蚊はもう諦めることにして公園を歩いた。自分の想像以上に大きいらしく、気味の悪い景色が続く。
決して、怖くて気を紛らわせたい訳では無い。決してそんなんでは無い、が、静かな空気が怖かったので僕は話題を投下した。
「ねえねえ君達。好きな娘とかいるの?」
下世話な質問が出てきた。自分の会話スキルのレベルの低さに驚愕した。腰を抜かすかとも思った。少なくとも、出会ってすぐの小学生に訊くものじゃない。撤回しようと思ったが一足遅く、「いるよー!」「僕も」純粋で律儀な少年達は無情にも答え、僕をさらに反省させた。
うぐっ…この状況で「へえ、そうなんだ~」で終わらせようものなら、僕の人間性が疑われる。大したもので無いことは知れてるが。また、「へ~、どんな娘?」と訊けば、馴れ馴れしく接してきやがるウザイ兄ちゃんの誕生だ。
僕は考えた。でも僕の頭はやっぱり無いらしく、これ以上返答の例を見つけられなかった。返答の例は見つからなかったが、気づいた事があった。初対面年下男子児童に「好きな娘いるの?」と訊いた時点で人間性もクソもあったもんじゃない。そして、ウザイ。もうどうしようもなかった。ああ、なんてことだ、些細な過ちだ!
ふって湧いたように現れた、第三の選択肢。謝罪。よし、これだ。
夜の公園にて小学生の少年達に下世話な質問をしたことを高校生男子が謝る、その図が完成しようという時だった。
またしても、一足遅かった。
「あっ!あった!」
アホの子…ずっとそう書いといて失礼だったな。僕の方がずっとアホだった。すまない、改めよう。黒髪の子が、純真な声とともに公園のある一点を指差した。
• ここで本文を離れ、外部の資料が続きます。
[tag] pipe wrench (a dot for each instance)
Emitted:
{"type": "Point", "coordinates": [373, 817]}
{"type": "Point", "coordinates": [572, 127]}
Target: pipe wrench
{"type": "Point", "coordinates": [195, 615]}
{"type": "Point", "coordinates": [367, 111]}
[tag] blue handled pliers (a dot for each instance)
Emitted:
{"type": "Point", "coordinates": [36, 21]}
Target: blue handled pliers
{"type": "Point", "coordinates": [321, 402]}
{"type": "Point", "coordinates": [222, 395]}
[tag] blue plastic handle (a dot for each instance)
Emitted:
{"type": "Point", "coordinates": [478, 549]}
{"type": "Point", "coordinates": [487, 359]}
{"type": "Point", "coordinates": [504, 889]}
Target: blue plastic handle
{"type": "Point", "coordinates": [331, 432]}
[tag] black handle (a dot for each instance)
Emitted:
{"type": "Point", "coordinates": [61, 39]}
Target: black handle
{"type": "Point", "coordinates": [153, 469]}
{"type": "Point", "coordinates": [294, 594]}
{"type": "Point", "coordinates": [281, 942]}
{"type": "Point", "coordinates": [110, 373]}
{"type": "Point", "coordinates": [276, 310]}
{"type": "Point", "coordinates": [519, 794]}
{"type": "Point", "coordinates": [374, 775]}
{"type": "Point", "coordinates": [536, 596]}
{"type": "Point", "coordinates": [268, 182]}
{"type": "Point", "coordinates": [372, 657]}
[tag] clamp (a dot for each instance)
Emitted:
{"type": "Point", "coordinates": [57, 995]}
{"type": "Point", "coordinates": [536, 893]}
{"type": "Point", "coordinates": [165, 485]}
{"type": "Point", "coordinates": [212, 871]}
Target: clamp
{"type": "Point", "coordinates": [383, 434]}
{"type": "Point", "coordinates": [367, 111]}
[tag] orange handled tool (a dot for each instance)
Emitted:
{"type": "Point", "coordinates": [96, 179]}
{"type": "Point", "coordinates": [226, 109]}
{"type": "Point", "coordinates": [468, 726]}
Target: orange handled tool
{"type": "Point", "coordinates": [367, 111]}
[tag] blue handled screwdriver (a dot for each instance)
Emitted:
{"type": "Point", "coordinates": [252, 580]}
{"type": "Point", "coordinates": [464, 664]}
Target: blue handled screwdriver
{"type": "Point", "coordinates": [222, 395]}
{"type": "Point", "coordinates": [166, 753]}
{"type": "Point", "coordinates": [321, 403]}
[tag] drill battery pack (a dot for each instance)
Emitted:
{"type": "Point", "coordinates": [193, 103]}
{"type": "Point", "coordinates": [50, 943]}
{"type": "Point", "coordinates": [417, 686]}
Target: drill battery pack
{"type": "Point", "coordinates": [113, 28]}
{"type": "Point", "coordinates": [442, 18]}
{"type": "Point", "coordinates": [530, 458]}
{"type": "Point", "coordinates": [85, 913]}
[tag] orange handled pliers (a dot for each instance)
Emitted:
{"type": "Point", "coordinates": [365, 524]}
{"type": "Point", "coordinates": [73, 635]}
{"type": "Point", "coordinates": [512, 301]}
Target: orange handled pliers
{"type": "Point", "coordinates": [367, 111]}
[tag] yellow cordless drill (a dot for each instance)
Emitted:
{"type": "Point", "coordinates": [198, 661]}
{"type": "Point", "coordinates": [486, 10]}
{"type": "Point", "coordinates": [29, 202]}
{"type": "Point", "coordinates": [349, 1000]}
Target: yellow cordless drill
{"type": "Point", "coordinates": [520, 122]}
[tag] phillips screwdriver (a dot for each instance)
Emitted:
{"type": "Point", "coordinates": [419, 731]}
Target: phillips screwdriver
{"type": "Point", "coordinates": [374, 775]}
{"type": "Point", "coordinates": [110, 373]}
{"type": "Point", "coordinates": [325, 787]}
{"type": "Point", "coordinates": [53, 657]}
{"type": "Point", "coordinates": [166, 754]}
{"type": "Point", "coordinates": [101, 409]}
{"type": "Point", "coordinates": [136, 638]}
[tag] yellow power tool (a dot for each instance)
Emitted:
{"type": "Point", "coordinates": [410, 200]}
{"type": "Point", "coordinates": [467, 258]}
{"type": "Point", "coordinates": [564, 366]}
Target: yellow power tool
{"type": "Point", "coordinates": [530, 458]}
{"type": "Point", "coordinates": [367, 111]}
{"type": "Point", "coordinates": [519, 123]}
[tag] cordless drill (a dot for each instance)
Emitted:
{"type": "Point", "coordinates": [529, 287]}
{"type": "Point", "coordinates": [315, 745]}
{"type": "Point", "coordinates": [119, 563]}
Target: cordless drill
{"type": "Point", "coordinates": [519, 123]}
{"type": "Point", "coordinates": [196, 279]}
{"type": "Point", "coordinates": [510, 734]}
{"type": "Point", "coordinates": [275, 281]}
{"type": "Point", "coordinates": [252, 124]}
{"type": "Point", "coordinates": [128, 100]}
指さすほうへ顔を上げ目を向けた。するとそこには公園にある木の中でも立派に見える木とその下に小高くなった地面とがあった。子狐に会うことを楽しみにしていた僕は姿が見えないことを不審に思ったが、数ある可能性の中から知らず知らずに排除していた可能性に思い当たった。
存在を忘れかけていた親狐が、月に泣いた。ただの一匹の親として、愁脹に叫び、憂い、悔み、惜しみ、弔い、嘆き、泣いた。その声は、まだ灯の多く明るい街の片隅の、草木の蔓延る暗鬱の公園の、明るく星の輝く真暗な夜の闇の中、誰に知られるもなく飛んでって、シャボン玉のように消えてった。